By the time Lieutenant Schroeder had returned, all of them could hear the dull rumble of countless massive engines, a sound that merged into a droning basso that shivered the flesh in their bellies.
“Getting closer,” the lieutenant observed, unnecessarily. The rumble had swelled into a growl and threatened to become a thunder. “I see them,” Schroeder remarked calmly, inspecting the sky through his binoculars. “Let’s get ready to button up, just in case.”

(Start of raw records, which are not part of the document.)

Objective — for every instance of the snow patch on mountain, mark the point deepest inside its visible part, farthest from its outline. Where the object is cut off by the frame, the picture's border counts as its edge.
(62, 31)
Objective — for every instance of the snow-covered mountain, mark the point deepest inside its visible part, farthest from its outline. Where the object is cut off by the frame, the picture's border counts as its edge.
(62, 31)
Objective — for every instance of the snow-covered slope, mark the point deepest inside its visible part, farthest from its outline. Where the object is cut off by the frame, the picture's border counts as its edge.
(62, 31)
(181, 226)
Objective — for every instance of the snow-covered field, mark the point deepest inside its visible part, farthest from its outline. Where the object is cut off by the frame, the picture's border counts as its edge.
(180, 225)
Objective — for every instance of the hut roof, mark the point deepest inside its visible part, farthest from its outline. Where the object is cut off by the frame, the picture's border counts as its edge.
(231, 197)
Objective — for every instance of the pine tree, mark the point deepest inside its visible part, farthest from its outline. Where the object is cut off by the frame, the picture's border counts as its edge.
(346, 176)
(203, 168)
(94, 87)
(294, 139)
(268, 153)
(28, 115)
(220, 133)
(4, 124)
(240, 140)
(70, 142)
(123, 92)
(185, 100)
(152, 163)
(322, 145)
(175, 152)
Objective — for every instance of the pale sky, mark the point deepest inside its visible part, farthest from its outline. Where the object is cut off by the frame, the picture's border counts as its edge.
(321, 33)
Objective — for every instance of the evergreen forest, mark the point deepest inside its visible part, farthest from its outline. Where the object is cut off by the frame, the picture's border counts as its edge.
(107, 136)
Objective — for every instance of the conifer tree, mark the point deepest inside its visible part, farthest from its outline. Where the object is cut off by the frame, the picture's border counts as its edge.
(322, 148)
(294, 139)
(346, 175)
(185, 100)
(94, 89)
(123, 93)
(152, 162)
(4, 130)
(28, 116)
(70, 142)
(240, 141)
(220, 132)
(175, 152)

In moments the men had picked up their few belongings--a teapot and cooking tins, a jug of water, and a few shirts that Peltz had washed that morning and left to dry in the sun--and stowed them in the Panther. They all stood on the hull, looking at the dots that now began to distinguish themselves as four-engined bombers, a whole stream of them, rumbling with stately dignity through the sky. And they were still advancing, on a bearing that would take them directly over the Panzer Lehr division.

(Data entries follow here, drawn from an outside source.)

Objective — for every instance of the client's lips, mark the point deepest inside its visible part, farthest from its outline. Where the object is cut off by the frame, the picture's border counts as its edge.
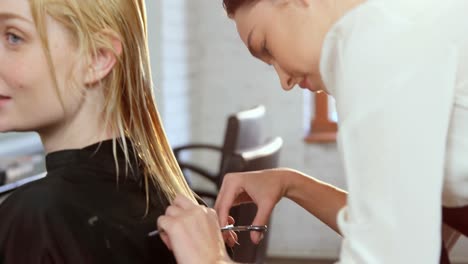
(4, 98)
(305, 83)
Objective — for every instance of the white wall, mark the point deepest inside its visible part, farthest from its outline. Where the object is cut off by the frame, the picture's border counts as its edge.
(203, 74)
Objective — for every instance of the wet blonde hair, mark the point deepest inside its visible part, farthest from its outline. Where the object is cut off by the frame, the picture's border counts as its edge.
(130, 108)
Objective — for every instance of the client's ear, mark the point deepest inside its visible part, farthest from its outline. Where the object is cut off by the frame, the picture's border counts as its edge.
(104, 60)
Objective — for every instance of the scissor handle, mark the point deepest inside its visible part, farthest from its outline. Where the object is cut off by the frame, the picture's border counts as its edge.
(226, 228)
(263, 228)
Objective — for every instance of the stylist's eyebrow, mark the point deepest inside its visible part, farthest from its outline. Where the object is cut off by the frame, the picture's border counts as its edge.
(249, 44)
(7, 16)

“How many are there?” Fritzi asked, his voice unnaturally high. Carl-Heinz saw that all the color had drained from the young Saxon’s face.

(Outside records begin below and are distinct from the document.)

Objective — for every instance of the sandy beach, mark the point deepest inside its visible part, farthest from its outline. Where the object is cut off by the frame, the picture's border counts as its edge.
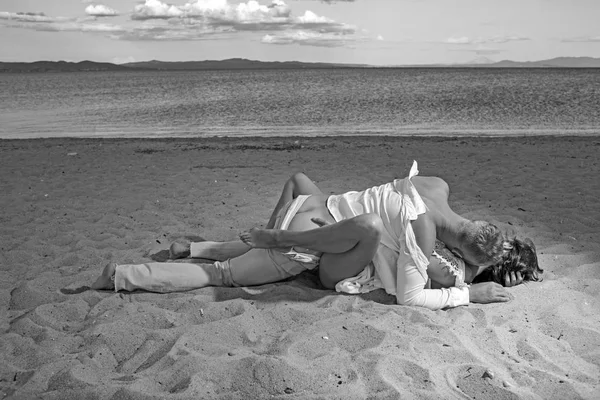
(69, 206)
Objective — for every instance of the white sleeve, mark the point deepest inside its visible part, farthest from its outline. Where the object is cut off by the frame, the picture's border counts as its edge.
(410, 289)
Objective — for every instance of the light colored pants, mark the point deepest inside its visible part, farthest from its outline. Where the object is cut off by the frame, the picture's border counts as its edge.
(255, 267)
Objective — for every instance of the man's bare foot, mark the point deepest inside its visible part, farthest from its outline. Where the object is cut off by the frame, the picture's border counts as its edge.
(260, 238)
(179, 250)
(105, 280)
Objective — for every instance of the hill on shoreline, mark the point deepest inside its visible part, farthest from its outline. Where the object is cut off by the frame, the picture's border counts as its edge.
(240, 63)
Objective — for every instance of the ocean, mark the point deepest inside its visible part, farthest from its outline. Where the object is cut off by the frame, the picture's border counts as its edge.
(311, 102)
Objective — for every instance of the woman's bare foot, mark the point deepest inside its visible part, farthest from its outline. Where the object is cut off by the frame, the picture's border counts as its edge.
(105, 281)
(179, 250)
(260, 238)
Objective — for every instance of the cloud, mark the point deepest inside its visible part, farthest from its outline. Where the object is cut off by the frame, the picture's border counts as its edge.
(306, 38)
(481, 40)
(100, 10)
(155, 9)
(581, 39)
(200, 20)
(31, 17)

With a great display of unconcern, the lieutenant shrugged, though his hands shook slightly as he continued to press the binoculars to his eyes.
“Too many,” Pfeiffer suggested, though by now his words were all but drowned out by the thunder of countless massive engines. Even as the leading bombers came almost directly overhead, the stream of aircraft extended to the far horizon, vanishing into tiny specks that continued to emerge from the distance.
Peltz crossed himself, and Carl-Heinz felt a cramp in the back of his neck as he craned to look upward. They were all watching for a telltale sign, a clue that they were desperately hoping not to see. “Please keep going,” the driver muttered to himself, feeling the churning deep in his belly and groin.